When the liberation happened in 1944, the partisans were often startled by French army officers who showed up to command them, having never been seen before. The partisans referred to them by a French word which means “mothballs” because their army uniforms had been in storage since 1940 (and they’d been nowhere near the fighting as long as the partisans were outgunned by the Nazis) and held them in considerable contempt. De Gaulle famously tried to write out of the history books several British officers who assisted the Maquis (partisans) if those Maquis weren’t affiliated with him; the French Communists famously collaborated with the Nazis until Hitler invaded the U.S.S.R., and then tried to rewrite history to show they’d always hated the Nazis. Back in the ’80s, when I was in France and went to a military museum, the main display devoted to the liberation in 1944 showed the invasion on the Riviera, where the majority of the troops involved were French; it left out all mention of Normandy and tried to make it look as if the French had liberated themselves. Unless you were an expert you wouldn’t have recognized that all the tanks were American-made.
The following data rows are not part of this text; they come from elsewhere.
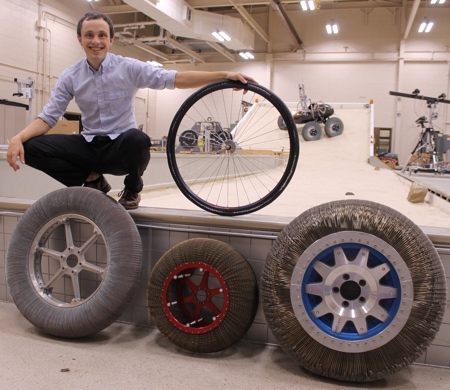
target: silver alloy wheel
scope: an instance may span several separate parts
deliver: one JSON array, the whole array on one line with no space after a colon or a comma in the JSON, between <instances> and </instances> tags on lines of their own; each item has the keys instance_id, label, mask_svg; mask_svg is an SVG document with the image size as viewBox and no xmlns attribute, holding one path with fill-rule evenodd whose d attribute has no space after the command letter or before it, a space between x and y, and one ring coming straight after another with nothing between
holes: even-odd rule
<instances>
[{"instance_id":1,"label":"silver alloy wheel","mask_svg":"<svg viewBox=\"0 0 450 390\"><path fill-rule=\"evenodd\" d=\"M411 274L401 256L364 232L319 239L300 256L291 278L291 302L302 327L341 352L391 341L409 318L411 296Z\"/></svg>"},{"instance_id":2,"label":"silver alloy wheel","mask_svg":"<svg viewBox=\"0 0 450 390\"><path fill-rule=\"evenodd\" d=\"M82 240L75 231L80 225L85 232ZM105 245L105 238L88 218L66 214L51 219L36 234L31 245L29 272L37 293L58 307L78 306L92 297L103 283L109 267L107 251L104 258L87 258L88 253L95 253L95 245ZM64 279L70 279L70 286L63 285ZM53 293L58 285L64 290L63 295Z\"/></svg>"},{"instance_id":3,"label":"silver alloy wheel","mask_svg":"<svg viewBox=\"0 0 450 390\"><path fill-rule=\"evenodd\" d=\"M6 283L23 316L58 337L85 337L131 302L142 240L130 214L103 192L53 191L22 215L6 255Z\"/></svg>"}]
</instances>

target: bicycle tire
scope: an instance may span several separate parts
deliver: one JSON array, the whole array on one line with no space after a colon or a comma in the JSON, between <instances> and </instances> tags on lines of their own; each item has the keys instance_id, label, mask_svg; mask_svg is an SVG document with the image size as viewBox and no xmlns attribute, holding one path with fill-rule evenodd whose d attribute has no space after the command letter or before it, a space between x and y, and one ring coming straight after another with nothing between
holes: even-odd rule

So, the French back then were morally bankrupt and inevitably self-serving. Stein was at least living in France, and as a result compromised herself, apparently at least in part as an act of self-preservation. Frankly, given that she was a two-fer as far as the Nazis were concerned (Jewish *and* lesbian) I don’t really blame her for this. Her sympathizing with the Nazis only went so far as some writings, which were never published; she did nothing (as far as we know) which actually harmed anyone. So her “crime” seems rather trivial to me; her writing is atrocious, but that’s a subjective thing, and others may differ.
So what?,Soros was a collaborator of nazis.
Sartre was also a collaborator
The best writters of the time were part of Vichy, nazis or fascists:Celine, Driu,Junger,Malaparte.Or communists most of the rest including Koestler, Serge, Gide, Hemingway ( The Robles affair), Dos Passos.Grossman, Malaparte.Brecth( who funraised for Hitler)
And many sold their souls to survive: Gorky,Pasternak.
A few left both ideologies
And I forgot the one mentioned up: the rose of Rome
An quoting Tacitus ( or whoever write the work on oratory) : “those who survived must be ashamed” .
But nobody knows what they will do to survive
“But nobody knows what they will do to survive.”
True. We all like to think the best of ourselves, that we will act bravely when the time comes, but we never actually know until the time comes.